ANTONIO DI PIETRO
4 Giugno 2009
L'Italia è stremata, la disoccupazione è in continua crescita, tanto che al Sud è difficile da calcolare, l'Istat parla di un tasso al 30%, con una famiglia su tre che non arriva alla fine del mese.
Il video della protesta degli operatori sanitari in Campania è solo uno dei tanti che potrebbero essere girati ogni giorno in Italia, ma ormai li potete vedere solo su Internet, in Tv domina lo share. E lo share lo alzano i clown, coloro che dipingono un mondo di fantasia, in Tv si evade perché la realtà è troppo dura.
Ogni giorno mi ripropongo di non parlare del corruttore Silvio Berlusconi, ma le sue dichiarazioni quotidiane mi offendono come cittadino e come uomo delle istituzioni.
Gli italiani vorrebbero un Presidente del Consiglio degno di rappresentarli, un Aldo Moro, ed invece ci ritroviamo un fan di Mangano, un pallonaro, un clown, un corruttore, un uomo privo di buon gusto, con il quale Tony Blair non volle neanche farsi scattare una foto, vedendolo in bandana.

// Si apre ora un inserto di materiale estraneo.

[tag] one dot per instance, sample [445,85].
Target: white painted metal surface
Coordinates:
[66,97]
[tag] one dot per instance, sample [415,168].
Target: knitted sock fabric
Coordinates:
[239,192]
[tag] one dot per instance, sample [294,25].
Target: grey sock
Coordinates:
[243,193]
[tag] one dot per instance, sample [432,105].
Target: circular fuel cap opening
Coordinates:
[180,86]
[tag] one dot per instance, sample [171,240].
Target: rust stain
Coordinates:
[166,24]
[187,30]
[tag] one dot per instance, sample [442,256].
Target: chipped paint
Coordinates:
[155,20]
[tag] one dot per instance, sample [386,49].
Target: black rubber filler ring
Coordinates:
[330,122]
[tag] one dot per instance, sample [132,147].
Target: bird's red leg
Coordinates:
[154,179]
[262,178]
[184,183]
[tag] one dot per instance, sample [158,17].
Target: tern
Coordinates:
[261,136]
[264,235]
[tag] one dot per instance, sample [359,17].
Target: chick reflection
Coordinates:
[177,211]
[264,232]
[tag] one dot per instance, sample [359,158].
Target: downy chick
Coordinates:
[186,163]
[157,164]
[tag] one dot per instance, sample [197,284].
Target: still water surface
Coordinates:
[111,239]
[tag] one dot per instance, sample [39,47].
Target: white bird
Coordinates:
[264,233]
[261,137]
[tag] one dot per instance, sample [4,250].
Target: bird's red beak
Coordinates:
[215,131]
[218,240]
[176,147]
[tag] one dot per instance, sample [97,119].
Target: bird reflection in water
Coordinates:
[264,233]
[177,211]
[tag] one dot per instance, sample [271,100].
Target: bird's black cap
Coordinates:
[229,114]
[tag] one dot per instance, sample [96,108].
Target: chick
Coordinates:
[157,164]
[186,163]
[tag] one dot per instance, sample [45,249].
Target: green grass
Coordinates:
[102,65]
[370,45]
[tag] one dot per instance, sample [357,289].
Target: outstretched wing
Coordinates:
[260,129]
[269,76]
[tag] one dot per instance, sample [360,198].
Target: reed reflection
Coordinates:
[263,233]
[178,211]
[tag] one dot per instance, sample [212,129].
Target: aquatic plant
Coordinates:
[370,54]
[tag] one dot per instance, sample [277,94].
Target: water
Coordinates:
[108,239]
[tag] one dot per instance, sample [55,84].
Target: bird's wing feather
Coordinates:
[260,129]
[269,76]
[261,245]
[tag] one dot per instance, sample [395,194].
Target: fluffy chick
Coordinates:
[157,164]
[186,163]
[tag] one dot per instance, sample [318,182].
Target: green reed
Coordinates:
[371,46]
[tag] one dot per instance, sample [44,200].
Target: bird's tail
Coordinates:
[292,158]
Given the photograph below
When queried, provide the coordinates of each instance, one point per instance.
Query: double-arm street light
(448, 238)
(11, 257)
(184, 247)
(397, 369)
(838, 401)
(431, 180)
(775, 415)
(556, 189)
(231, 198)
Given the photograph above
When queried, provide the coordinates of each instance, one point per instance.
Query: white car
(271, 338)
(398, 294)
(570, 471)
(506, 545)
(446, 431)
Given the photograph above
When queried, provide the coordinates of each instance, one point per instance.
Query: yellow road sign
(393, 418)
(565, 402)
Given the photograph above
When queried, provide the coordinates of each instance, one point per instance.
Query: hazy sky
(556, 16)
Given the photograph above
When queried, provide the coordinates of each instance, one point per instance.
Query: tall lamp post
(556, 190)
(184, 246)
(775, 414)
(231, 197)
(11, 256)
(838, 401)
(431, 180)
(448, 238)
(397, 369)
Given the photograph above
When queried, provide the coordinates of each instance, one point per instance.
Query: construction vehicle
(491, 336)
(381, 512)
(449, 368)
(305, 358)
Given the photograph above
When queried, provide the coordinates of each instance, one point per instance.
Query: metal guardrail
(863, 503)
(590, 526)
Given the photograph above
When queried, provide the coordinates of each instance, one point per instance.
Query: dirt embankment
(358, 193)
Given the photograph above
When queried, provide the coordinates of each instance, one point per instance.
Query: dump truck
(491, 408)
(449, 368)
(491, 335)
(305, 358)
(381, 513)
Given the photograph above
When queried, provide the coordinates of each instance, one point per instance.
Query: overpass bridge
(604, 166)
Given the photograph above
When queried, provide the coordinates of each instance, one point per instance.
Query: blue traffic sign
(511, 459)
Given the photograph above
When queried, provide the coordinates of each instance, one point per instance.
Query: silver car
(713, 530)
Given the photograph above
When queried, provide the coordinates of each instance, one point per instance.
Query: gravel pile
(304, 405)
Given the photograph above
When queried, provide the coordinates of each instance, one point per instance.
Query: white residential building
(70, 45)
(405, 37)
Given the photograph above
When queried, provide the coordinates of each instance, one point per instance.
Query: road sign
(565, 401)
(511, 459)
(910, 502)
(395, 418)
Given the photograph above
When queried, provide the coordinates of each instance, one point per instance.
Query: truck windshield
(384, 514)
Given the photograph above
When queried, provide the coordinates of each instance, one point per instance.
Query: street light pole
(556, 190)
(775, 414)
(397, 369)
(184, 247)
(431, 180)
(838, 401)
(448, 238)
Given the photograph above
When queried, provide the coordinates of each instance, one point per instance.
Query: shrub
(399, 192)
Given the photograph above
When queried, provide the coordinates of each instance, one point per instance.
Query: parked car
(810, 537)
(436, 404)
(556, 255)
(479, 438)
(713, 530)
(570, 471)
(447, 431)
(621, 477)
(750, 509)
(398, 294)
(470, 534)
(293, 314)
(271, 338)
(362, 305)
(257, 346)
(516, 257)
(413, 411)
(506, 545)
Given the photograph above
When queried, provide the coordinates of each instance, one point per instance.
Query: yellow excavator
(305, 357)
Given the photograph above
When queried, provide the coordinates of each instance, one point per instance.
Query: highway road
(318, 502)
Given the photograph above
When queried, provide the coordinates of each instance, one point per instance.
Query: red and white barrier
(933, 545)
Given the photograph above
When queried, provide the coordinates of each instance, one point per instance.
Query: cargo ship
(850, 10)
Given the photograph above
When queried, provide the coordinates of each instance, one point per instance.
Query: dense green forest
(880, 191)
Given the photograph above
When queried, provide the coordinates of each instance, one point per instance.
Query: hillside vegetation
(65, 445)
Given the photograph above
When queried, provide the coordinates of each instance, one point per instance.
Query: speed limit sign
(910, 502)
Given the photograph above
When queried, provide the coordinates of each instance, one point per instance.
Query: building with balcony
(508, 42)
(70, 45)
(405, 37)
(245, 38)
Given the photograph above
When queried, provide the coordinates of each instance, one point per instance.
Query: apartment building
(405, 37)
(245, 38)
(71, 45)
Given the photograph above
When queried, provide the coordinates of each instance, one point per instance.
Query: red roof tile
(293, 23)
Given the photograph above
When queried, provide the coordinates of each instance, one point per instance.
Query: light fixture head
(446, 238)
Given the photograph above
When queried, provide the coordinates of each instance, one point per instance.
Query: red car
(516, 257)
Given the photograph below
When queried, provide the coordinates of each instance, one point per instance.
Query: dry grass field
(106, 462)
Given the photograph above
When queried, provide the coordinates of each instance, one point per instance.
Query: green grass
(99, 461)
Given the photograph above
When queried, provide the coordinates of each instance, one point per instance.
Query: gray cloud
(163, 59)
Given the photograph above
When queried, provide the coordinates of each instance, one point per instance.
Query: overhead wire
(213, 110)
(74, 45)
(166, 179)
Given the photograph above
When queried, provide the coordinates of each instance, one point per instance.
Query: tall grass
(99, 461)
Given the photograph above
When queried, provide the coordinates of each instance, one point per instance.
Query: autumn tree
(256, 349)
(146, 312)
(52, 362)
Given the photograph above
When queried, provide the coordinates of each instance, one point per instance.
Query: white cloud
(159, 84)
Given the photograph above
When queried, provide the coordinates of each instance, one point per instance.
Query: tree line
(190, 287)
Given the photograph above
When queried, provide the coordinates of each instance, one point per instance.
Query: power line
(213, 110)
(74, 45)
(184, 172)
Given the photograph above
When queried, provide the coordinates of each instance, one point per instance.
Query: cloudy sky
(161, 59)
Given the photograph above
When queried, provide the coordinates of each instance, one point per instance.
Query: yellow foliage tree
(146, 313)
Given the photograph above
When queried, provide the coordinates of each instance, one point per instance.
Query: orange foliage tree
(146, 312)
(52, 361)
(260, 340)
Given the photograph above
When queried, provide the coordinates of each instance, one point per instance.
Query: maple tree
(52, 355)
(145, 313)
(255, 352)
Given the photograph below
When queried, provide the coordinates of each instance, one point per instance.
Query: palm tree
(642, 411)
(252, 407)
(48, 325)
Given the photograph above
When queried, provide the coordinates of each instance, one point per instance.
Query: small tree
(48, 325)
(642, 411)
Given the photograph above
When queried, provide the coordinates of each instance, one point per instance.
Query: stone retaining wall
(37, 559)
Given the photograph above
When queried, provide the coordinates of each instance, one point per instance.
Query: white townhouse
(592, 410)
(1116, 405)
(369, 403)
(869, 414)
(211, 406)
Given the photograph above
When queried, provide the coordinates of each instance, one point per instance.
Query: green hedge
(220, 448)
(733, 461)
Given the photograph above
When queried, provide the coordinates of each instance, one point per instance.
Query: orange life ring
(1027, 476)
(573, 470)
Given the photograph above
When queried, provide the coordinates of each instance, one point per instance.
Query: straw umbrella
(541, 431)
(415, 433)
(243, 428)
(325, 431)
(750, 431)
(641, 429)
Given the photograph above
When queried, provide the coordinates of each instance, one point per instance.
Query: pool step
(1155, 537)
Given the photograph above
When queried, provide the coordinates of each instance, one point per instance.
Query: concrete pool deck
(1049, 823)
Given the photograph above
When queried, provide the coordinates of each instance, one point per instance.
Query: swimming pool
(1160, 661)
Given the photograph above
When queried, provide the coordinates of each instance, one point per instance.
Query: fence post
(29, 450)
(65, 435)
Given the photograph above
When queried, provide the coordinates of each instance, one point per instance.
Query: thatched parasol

Nel solito ‘Porta a Porta’, il suo Parlamento di Stato senza contraddittorio, ha offeso l’intelligenza degli italiani, ribadendo di non temere l’iscrizione nel registro degli indagati per aver trasportato menestrelli e ballerine con aerei di Stato, di essere a conoscenza di complotti orchestrati da Rupert Murdoch, per l’occasione trasformatosi in un manipolatore della stampa internazionale. Berlusconi ha affermato che, per i ricevimenti in Sardegna con uomini di Stato, spende i suoi soldi e non quelli dei contribuenti.
Un mondo inesistente, quello che ci dipinge Berlusconi, frutto di una fervida immaginazione distante mille miglia dal mondo reale. Un mondo che, presentato di fronte a milioni di telespettatori, avvelena l’etica, la dignità, l’onore, l’onestà di un popolo e ne plagia le coscienze.
La realtà è diversa, signor Berlusconi.
Lei non teme l’iscrizione al registro degli indagati, non perché estraneo al reato di peculato ma perché ha il Lodo Alfano che la ‘autorizza’ ad essere un fuorilegge.
Lei vede complotti perché non ammette contraddittorio, urlando ora al nemico comunista, ora al fantasma di Murdoch, contro il quale ha utilizzato la sua posizione nelle istituzioni per avvantaggiare Mediaset.
In Sardegna, a Villa Certosa, magari qualche ambiguo conto l’ha pagato lei per Topolanek, ma con tutti i soldi che deve agli italiani per le concessioni televisive, in comodato praticamente gratuito, direi che sono le briciole di un conto politico che prima o poi salderà per intero.